AWS Glue offers a really nice set of tools. However, in order to get started either an AWS account is required or by using a docker image plus some setup.
This repo offers an example docker-compose.yml
file, accompanied by a project setup. You can use this setup to jump start your Glue experimentation.
- Run Glue locally either via jobs or via Jupyter Lab
- Local S3 using Localstack
Docker and docker compose (or similar) is all you need.
S3 setup can optionally be done on container startup. Just edit .aws/buckets.sh. This bash script can contain any set of AWS CLI S3 operations.
Simply run
docker compose up
JupyterLab is available at http://127.0.0.1:8888/. Any notebooks under notebooks/ will be available. A couple of sample notebooks exist to get you started.

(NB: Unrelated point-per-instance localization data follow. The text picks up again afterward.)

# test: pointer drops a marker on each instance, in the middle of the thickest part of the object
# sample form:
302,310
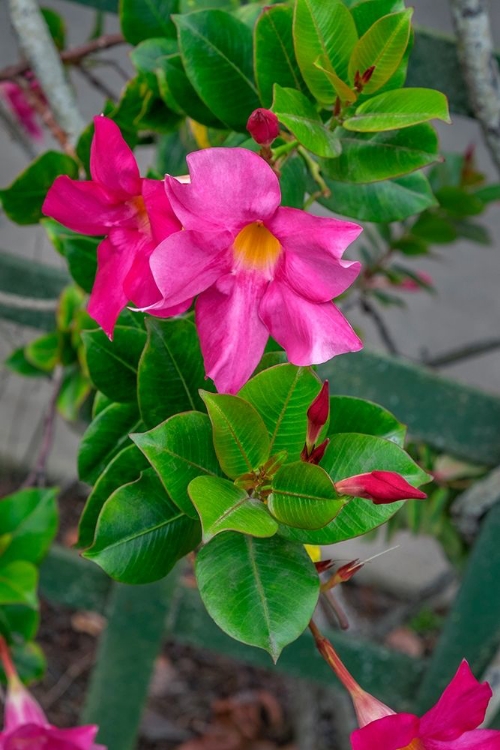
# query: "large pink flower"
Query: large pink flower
132,211
258,269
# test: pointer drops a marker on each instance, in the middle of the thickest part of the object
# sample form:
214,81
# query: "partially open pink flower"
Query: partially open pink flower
258,269
132,211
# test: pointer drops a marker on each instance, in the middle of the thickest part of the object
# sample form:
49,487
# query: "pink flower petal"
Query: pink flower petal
86,207
310,333
460,709
187,263
230,187
112,162
390,733
232,335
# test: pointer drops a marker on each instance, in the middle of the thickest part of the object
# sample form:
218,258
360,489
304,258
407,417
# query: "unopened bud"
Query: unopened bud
263,126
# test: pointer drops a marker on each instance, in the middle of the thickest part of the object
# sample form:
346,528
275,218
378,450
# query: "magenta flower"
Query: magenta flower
258,269
132,211
26,725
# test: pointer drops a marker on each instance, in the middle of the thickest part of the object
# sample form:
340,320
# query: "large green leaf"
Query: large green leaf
224,507
113,364
28,524
141,533
399,108
350,454
274,54
260,591
179,450
106,436
384,202
217,54
282,396
323,28
240,436
370,157
303,496
381,47
22,200
301,117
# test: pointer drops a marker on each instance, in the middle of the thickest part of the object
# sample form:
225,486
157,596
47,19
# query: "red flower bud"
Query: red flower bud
381,487
263,126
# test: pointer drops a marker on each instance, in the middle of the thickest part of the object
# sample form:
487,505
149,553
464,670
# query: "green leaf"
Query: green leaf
22,200
323,29
300,116
384,202
260,591
350,414
274,54
105,437
239,434
303,496
282,395
179,450
383,47
113,364
172,355
346,456
141,533
399,108
125,467
370,157
217,54
29,518
143,19
224,507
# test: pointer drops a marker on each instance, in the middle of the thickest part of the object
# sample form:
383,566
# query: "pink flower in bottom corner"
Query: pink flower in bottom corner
25,725
132,211
259,269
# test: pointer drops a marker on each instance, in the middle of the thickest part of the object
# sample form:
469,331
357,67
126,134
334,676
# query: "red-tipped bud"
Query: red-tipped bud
381,487
263,126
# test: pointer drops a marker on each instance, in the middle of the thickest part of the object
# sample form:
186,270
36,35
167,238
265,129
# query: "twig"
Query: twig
71,56
43,57
480,68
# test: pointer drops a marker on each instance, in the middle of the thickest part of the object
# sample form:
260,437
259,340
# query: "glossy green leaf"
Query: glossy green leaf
105,437
274,53
383,47
141,533
301,117
171,370
303,496
143,19
216,50
224,507
370,157
260,591
28,524
282,396
180,449
113,364
323,29
22,200
239,434
384,202
399,108
350,414
125,467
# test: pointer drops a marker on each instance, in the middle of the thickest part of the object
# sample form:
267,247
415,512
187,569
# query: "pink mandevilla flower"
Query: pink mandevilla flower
26,726
132,211
258,268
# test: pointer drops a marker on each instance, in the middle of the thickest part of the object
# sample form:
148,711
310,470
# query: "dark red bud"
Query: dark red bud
263,126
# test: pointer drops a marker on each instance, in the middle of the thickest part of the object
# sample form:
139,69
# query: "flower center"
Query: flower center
255,248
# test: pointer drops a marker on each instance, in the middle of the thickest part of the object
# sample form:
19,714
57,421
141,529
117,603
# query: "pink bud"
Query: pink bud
381,487
263,126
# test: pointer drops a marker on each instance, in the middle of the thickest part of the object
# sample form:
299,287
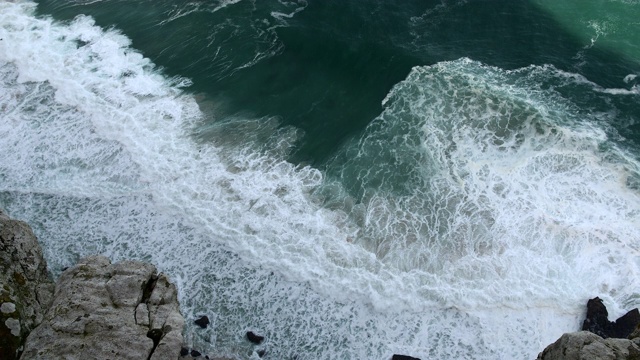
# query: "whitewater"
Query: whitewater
472,219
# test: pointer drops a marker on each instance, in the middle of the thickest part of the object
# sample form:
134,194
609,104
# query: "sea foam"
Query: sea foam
477,201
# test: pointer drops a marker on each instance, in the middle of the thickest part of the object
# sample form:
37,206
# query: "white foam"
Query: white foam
102,161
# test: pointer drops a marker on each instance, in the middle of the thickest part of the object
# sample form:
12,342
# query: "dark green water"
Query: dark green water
326,69
353,179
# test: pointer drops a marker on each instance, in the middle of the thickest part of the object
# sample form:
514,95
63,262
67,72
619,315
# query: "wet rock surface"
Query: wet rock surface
597,321
26,289
110,311
586,345
600,339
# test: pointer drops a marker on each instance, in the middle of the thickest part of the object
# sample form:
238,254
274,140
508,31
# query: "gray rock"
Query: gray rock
26,289
109,311
585,345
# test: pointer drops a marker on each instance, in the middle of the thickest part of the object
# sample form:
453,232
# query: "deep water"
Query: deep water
353,179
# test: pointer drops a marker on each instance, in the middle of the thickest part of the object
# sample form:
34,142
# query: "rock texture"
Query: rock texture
26,289
597,321
585,345
109,311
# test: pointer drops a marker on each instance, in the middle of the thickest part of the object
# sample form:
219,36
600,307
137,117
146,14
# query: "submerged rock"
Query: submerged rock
597,321
109,311
403,357
26,289
256,339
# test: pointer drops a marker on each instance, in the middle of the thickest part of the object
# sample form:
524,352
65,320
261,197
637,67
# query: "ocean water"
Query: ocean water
352,179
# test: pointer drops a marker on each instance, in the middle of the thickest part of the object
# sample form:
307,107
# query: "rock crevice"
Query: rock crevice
102,302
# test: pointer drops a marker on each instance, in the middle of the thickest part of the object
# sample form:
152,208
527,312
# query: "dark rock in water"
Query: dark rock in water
403,357
256,339
203,321
597,321
625,324
585,345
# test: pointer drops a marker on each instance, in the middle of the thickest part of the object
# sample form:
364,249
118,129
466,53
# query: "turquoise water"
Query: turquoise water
446,179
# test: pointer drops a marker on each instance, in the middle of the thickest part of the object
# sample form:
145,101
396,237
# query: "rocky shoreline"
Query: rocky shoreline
127,310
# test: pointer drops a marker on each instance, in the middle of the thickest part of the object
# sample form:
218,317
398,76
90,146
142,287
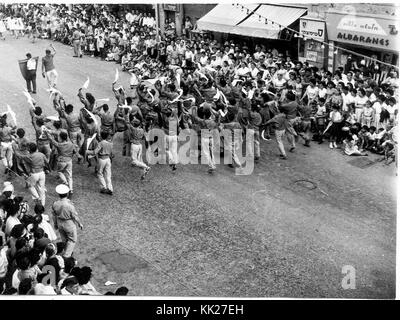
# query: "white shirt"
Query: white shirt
10,223
377,107
347,99
335,116
312,93
31,64
322,92
360,101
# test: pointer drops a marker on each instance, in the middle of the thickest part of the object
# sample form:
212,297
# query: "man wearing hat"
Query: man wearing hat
65,219
65,151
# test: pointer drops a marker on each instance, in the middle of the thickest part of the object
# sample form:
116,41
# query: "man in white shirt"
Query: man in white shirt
31,65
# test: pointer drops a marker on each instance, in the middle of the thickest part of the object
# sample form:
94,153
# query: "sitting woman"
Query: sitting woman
350,145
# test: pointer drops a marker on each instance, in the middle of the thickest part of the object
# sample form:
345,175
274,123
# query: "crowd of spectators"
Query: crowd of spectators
224,84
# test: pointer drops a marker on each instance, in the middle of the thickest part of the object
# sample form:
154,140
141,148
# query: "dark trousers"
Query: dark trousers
31,81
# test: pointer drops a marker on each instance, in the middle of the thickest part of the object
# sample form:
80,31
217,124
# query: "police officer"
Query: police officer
66,219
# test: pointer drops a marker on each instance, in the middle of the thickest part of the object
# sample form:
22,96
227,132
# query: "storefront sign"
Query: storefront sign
367,31
312,56
312,29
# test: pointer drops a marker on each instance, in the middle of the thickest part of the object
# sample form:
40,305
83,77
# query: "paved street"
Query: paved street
187,233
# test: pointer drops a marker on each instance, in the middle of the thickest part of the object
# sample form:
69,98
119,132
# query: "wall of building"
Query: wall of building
319,10
196,11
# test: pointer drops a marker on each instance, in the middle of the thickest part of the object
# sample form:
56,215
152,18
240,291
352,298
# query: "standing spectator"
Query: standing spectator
65,219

AWS CLI can be used for managing buckets and objects. The only requirement is that mock credentials have been defined. Here's an example:
AWS_ACCESS_KEY_ID=mock AWS_SECRET_ACCESS_KEY=mock aws --endpoint-url=http://localhost:4566 s3 ls
All jobs under jobs/ will be copied automatically under /opt/jobs
inside Glue docker container.
Connect to the docker container for glue. The command should be similar to:
docker exec -it local-aws-glue-glue-1 /bin/bash
Then using the container's bash shell use glue-spark-submit
to run a job. For example, you can run orders.py
by running:
glue-spark-submit --master local\[*\] /opt/jobs/orders.py